My moment was when my perfectly hair-bowed and uniform-ironed (once a year, friends) 2-year old refused school pictures at her preschool. When the picture proofs came back, I emailed the school letting them know that our daughter’s shots were missing. And I quote,  “She didn’t want to sit for a picture and we tried to talk her into it, but we didn’t want to make her mad.”  Two. Years. Old. Don’t get me wrong, I’m glad they didn’t force her and I felt inappropriately vindicated that her refusals strike fear in school officials as well as me, but WOW. And even though I’m exhausted and constantly worried I’m parenting this little spitfire in all the wrong ways, I keep at it because I know these qualities that currently bend my wine budget will no doubt result in a strong, independent and amazing woman.
 
So, little rebel, you have to start following directions and listening (let’s shoot for 50% of the time to start?) and it would be awesome if getting dressed everyday wasn’t an Olympic event, but please don’t ever change.
 
You will probably stay rear-facing in your car set until you are 5, not only because it’s the safest, but because I fear your radio station wrath, which will undoubtedly get worse once you can boss me around face to face. “No!  No like that song! TURN IT!” you scream at a volume equal to the actual radio. But you know what?  You have great taste in music and usually choose songs we both love.  I hope this means when it’s time for you to swoon over your generation’s NKOTB you don’t forget how much you love Lady Gaga, the Beatles, and Bob Marley. Your opinions are strong and unwavering (where ever did this trait come from?) but if indulging your music demands in the car means you will never settle for less than what you really want, then I’m all in. Don’t ever change, my opinionated one.
 
Not going to lie, one of my least favorite things is your refusal to hug/kiss/hold my hand when requested.  I’ve learned quickly that forcing you will only make both of us miserable and also probably cause a huge kidnapper-esque scene in the Trader Joe’s parking lot. But you know what?  Nothing would make me happier than to see you in 10 years refusing an unwanted kiss from a classmate or throwing yourself on the ground because someone tried to hold your  hand without permission. Your body is your own and nobody else’s (even Mommy’s…and that’s hard for me), so thanks for reminding me. Don’t ever change, my defiant one.
 
As much as you love to scream and answer “no” to every one of my requests, you very rarely receive or accept “no” as a directive. To you, “no” is merely a jumping off point for negotiation. You already know that the path to a “yes” is often cluttered with nos. I’ve seen you work a room of strangers until you find someone who will follow you to the pantry/hold your baby doll/turn on the TV.  This skill (clearly gifted from your other mom) makes steam come out of my ears on the daily. But you know what? I also picture you protesting a grade on a paper or making your case for a raise, and I smile. I will gladly waste spend 10 minutes trying to talk you into a puzzle with less pieces if it means you are better prepared to only accept the answer you want.  Don’t ever change, my little negotiator.
 
My rebel girl, I’ve spent way too much time wondering if our clashes are “normal” or if you are pushing my buttons on purpose. I’ve never once used the word “obedient” or “rule follower” and I’m constantly trying to put a positive spin on “bossy,” but I’m almost at acceptance. And to hear that you “struggle with following directions” at your parent/teacher conference, I feel confident that it’s not me, it’s definitely you. And I mean that as a compliment, my love, so please don’t ever change.
 
 
 

4 COMMENTS

  1. Oh my Katy! This article resonated so much with me….It felt like I was reading about Declan. May they forever be just as they are….it will serve them well in the long run.

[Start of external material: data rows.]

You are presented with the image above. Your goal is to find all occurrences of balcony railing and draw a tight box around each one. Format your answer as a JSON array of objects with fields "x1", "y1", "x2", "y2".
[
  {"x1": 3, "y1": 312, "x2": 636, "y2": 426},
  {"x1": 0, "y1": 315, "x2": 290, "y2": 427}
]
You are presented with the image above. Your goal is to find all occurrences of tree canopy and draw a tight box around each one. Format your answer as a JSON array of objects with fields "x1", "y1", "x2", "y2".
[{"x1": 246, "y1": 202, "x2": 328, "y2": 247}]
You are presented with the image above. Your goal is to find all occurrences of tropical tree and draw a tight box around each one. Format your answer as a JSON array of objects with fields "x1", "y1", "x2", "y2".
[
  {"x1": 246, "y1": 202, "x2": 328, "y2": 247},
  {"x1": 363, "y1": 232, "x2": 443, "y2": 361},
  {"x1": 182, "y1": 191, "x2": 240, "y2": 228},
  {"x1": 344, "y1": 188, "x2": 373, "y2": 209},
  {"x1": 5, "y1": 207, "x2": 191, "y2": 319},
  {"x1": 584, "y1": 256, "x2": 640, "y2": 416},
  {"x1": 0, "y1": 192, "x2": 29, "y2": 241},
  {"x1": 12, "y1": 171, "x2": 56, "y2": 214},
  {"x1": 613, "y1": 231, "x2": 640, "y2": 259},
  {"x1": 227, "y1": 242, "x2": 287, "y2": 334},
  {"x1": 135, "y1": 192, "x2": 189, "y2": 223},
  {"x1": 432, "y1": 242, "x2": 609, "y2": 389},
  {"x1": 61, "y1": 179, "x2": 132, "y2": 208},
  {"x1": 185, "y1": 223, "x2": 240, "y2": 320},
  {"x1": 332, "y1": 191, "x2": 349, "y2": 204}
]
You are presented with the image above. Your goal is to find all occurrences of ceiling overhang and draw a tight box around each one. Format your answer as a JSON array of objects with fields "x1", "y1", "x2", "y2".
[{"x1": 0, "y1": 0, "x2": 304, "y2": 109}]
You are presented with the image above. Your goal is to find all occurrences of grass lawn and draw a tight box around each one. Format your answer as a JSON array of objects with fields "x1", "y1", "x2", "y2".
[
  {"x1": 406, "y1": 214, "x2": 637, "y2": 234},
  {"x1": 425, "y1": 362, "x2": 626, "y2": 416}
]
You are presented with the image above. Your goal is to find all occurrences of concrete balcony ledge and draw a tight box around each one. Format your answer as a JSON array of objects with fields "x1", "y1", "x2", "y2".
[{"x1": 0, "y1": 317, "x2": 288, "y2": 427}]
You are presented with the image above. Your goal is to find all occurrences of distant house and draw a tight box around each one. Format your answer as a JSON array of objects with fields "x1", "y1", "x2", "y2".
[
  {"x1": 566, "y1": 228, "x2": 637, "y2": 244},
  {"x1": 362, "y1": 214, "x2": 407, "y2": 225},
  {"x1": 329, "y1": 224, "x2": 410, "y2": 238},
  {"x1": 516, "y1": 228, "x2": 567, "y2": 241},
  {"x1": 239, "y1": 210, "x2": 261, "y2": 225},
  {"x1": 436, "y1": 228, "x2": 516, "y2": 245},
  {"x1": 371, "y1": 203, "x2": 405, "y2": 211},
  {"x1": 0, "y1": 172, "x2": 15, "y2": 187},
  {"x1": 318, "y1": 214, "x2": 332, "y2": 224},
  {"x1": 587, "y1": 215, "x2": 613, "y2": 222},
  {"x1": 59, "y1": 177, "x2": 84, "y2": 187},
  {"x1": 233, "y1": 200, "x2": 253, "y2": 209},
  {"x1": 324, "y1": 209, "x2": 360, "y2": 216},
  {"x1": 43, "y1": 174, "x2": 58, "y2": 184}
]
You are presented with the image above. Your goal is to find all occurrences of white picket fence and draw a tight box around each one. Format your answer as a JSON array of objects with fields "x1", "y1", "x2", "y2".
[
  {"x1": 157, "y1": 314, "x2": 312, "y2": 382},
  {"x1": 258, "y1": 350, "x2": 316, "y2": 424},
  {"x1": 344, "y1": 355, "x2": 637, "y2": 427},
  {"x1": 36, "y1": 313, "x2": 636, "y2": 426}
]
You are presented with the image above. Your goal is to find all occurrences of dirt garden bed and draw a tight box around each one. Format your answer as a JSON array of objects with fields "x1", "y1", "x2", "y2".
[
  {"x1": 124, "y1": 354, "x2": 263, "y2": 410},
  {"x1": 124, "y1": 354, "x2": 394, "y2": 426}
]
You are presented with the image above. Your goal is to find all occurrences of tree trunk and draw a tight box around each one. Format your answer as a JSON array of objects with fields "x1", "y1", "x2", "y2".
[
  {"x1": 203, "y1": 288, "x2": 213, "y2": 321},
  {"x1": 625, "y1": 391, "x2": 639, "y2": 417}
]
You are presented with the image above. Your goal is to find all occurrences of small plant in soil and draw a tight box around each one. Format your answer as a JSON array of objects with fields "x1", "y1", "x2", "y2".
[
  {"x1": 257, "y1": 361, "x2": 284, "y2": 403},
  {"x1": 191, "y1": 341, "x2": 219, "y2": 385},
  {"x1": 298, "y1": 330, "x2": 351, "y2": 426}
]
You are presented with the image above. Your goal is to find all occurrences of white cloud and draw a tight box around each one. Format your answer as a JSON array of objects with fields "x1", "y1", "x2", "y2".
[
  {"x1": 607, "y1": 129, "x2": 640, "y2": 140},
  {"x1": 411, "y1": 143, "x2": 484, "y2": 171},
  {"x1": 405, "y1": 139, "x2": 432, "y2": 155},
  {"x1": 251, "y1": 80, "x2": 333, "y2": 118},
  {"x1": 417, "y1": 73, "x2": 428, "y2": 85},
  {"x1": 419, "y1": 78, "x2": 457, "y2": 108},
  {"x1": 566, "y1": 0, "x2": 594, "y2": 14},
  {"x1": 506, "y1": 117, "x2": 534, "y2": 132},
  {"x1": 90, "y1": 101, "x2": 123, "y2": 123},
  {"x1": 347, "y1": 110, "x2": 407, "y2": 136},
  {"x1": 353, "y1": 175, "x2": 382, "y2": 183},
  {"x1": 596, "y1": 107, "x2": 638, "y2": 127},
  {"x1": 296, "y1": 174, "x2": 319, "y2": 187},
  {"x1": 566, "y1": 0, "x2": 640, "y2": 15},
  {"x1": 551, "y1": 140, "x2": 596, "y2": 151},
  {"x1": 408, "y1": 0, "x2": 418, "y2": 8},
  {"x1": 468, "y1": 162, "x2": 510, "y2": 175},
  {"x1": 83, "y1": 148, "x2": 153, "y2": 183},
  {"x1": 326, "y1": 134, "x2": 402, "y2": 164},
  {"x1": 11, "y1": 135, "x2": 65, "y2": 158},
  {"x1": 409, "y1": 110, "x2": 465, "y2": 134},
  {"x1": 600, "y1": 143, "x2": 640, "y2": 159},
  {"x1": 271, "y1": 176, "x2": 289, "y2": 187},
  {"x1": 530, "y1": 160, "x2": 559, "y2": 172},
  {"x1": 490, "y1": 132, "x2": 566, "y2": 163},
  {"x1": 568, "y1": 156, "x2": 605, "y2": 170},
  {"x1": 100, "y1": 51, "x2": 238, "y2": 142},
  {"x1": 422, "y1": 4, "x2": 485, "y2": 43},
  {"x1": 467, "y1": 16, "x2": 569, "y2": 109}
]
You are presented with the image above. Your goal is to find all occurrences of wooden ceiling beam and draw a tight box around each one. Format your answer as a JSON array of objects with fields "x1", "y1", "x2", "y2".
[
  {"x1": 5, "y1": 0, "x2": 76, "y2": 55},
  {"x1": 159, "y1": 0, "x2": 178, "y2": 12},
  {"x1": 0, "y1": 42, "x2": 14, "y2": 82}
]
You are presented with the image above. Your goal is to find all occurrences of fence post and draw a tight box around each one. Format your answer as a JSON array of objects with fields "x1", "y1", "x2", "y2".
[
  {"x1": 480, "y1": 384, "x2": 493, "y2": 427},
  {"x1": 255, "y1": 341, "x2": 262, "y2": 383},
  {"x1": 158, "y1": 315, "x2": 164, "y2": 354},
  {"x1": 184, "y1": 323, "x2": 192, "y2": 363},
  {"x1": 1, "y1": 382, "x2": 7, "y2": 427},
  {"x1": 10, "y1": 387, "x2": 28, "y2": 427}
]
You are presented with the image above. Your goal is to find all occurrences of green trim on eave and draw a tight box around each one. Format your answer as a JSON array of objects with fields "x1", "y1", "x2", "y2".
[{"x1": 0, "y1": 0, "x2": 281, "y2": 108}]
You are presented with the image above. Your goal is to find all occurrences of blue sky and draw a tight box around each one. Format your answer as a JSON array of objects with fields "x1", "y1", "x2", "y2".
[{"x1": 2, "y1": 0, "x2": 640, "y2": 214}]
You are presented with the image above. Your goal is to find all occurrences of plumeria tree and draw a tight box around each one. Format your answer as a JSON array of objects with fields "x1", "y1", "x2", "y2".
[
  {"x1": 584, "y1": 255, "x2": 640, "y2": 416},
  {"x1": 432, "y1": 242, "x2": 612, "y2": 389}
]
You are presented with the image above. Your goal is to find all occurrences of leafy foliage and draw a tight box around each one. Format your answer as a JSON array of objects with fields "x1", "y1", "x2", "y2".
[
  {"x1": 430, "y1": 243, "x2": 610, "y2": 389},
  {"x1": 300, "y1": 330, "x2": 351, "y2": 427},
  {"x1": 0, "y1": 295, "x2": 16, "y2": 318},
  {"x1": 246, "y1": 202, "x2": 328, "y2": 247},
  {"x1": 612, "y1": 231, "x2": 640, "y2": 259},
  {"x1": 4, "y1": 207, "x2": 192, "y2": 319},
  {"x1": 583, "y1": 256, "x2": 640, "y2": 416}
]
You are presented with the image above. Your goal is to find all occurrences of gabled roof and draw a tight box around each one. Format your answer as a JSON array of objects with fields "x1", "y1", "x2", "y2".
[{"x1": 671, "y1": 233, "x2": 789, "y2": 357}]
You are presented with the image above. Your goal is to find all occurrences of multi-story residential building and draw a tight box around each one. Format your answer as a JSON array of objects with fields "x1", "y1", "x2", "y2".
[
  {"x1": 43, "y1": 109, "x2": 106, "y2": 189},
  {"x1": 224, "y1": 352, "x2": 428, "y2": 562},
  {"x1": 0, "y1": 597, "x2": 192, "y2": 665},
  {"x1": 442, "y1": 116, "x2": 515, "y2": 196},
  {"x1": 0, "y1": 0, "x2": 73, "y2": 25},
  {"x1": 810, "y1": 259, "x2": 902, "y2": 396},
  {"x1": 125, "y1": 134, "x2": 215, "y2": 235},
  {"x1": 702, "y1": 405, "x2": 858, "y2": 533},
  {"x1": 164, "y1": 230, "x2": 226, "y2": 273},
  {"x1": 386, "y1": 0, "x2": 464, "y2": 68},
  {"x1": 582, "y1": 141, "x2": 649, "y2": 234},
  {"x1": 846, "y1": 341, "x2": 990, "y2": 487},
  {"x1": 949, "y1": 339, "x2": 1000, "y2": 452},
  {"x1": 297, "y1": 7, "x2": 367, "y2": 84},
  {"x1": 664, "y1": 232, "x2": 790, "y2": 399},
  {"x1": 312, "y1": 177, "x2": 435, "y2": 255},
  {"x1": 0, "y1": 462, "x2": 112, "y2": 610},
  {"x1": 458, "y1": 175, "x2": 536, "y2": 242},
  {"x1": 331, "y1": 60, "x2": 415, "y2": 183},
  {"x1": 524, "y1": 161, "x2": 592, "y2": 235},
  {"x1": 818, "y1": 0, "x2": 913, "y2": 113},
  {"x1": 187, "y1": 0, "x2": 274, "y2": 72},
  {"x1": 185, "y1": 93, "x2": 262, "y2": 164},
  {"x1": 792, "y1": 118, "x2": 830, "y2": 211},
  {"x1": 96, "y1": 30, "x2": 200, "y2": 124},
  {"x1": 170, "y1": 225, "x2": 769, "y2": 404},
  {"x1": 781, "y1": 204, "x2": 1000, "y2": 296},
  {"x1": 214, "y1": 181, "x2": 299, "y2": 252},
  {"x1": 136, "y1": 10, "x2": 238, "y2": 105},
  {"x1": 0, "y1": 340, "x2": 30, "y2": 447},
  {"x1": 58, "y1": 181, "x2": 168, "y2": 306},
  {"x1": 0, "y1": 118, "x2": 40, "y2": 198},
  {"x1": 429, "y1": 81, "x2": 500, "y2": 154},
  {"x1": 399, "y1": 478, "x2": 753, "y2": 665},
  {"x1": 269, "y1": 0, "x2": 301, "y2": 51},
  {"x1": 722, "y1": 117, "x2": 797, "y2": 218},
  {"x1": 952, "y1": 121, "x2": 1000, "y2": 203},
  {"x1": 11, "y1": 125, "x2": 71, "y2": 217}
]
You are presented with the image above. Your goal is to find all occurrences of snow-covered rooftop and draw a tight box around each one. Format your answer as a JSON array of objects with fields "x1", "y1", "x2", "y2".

  2. This article could be written about my “spirited”, boss-babe, confident daughter! She’s only 6- Lord help us when the teen years hit!!!!!! We’ve had several teachers tell us that we will never have to worry about her succumbing to peer pressure in the coming years….?

    • Ooh, boss babe. I love it! Hey, they wear us down by nice to know there should be some perks in the future. I always say the same thing…I can’t imagine our daughter being talked into ANYTHING for better or for worse. Thanks for reading!